8. Hold an event online
Feeling a little social awkward or don’t want to wear your best party dress? Then hold your event online instead off.
- Host a Twitter party.
- Throw a contest.
- Give lots of free stuff away.
Online events are a great vehicle to allow small business owners to create buzz around their business, while also getting some links in the process. Don’t forget to reach out to your Press List to get their help in promoting the event for you and ask your community to blog about what’s going on to share it with their own audiences.
9. Guest post
Write guests posts for other authoritative sites in your industry to help give back to the community, and promote your business at the same time. These posts should be tailored for the site that they’ll appear on, and should provide a value to that community. If you need some help on landing guest blogging spots, well, we got ya covered there, too.

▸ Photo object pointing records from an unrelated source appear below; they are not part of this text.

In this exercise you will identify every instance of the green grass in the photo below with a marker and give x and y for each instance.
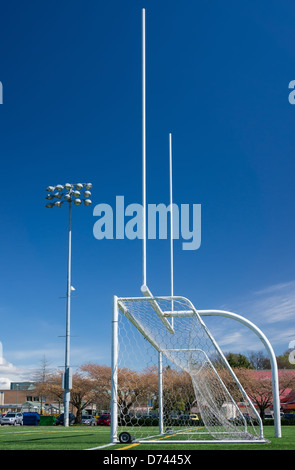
(82, 437)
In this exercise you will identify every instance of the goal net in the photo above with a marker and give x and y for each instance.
(171, 381)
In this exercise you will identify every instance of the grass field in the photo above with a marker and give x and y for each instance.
(98, 438)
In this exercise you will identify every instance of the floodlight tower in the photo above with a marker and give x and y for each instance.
(60, 194)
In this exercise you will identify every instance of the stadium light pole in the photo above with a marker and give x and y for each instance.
(60, 194)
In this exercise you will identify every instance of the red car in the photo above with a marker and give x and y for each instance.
(104, 420)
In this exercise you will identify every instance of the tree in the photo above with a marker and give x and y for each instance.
(258, 386)
(238, 361)
(259, 360)
(284, 361)
(41, 378)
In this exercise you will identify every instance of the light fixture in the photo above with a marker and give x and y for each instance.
(68, 193)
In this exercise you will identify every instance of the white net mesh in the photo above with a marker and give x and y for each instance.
(173, 380)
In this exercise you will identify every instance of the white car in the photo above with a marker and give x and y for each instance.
(12, 419)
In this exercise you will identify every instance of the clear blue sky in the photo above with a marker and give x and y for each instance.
(217, 78)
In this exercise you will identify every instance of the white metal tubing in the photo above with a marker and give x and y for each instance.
(144, 146)
(160, 387)
(271, 354)
(114, 378)
(171, 224)
(68, 319)
(154, 304)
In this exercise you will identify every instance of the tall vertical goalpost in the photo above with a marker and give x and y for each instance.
(170, 380)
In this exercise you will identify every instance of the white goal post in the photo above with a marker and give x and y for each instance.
(173, 383)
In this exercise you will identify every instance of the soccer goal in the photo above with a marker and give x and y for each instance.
(170, 380)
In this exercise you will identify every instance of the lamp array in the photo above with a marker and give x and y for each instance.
(67, 193)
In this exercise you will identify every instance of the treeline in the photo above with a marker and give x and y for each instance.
(258, 360)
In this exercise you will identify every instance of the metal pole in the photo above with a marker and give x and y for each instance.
(160, 387)
(144, 147)
(272, 357)
(171, 226)
(68, 319)
(114, 378)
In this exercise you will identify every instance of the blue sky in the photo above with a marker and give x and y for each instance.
(217, 79)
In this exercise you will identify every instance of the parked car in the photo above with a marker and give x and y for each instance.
(12, 419)
(104, 420)
(184, 417)
(89, 420)
(194, 417)
(60, 419)
(289, 416)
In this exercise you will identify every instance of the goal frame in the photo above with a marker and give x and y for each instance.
(118, 304)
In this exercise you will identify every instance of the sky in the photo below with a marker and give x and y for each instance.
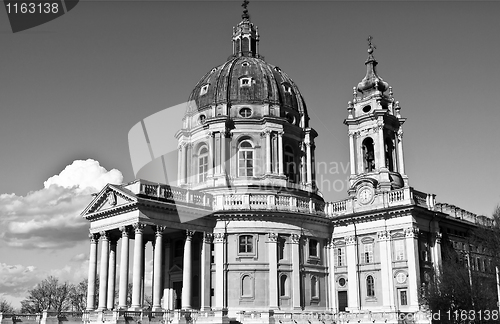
(71, 89)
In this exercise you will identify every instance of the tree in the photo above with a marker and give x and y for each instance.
(78, 296)
(47, 295)
(5, 306)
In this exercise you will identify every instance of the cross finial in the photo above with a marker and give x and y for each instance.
(245, 10)
(371, 47)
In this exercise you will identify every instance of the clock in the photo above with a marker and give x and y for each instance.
(365, 195)
(401, 278)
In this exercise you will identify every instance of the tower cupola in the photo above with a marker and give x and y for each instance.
(375, 133)
(371, 83)
(245, 36)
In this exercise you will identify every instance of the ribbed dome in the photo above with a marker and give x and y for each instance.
(247, 80)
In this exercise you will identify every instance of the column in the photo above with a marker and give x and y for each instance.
(294, 242)
(352, 276)
(184, 164)
(211, 155)
(384, 243)
(267, 133)
(381, 146)
(123, 285)
(401, 163)
(303, 172)
(413, 267)
(112, 274)
(186, 271)
(166, 285)
(157, 271)
(137, 267)
(309, 163)
(219, 242)
(331, 277)
(280, 152)
(103, 275)
(352, 158)
(436, 252)
(179, 165)
(92, 271)
(273, 270)
(205, 271)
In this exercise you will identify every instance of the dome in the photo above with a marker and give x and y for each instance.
(247, 80)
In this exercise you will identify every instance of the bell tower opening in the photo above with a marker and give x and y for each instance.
(368, 155)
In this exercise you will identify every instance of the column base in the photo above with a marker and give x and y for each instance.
(135, 308)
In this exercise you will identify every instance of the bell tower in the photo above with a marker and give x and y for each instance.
(375, 134)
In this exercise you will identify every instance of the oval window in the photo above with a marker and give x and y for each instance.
(245, 112)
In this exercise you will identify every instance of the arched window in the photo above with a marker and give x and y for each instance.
(314, 287)
(245, 159)
(389, 154)
(370, 286)
(368, 155)
(289, 164)
(202, 164)
(245, 244)
(246, 286)
(284, 286)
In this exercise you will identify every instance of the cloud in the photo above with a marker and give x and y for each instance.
(16, 280)
(50, 217)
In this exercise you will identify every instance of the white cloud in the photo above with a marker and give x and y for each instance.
(16, 280)
(50, 217)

10. Create a Referral program
Chances are good you’ve been doing this offline for years. You reward your customers who send more leads to your business through word-of-mouth recommendations and for telling their friends they should stop in and see you the next time they need a massage. So why not create an online referral program for customers who blog about you or who get their friends to sign up for your services through your Web site? Just because we’re talking about the Web doesn’t mean we have to reinvent the wheel. Just tweak what’s always worked before.
11. Offer Web-based coupons
Who isn’t obsessed with getting the absolute best deal in these tougher times? By offering Internet coupons on your Web site, you not only give customers an incentive to do business at your location, but you give your brand a link magnet that people will link to, blog about, repost, and go crazy over.
While link building is often an intimidating concept for small business owners, it doesn’t have to be. As an SMB, you’re already doing the relationship building part of earning links. Now you just need to ask for them.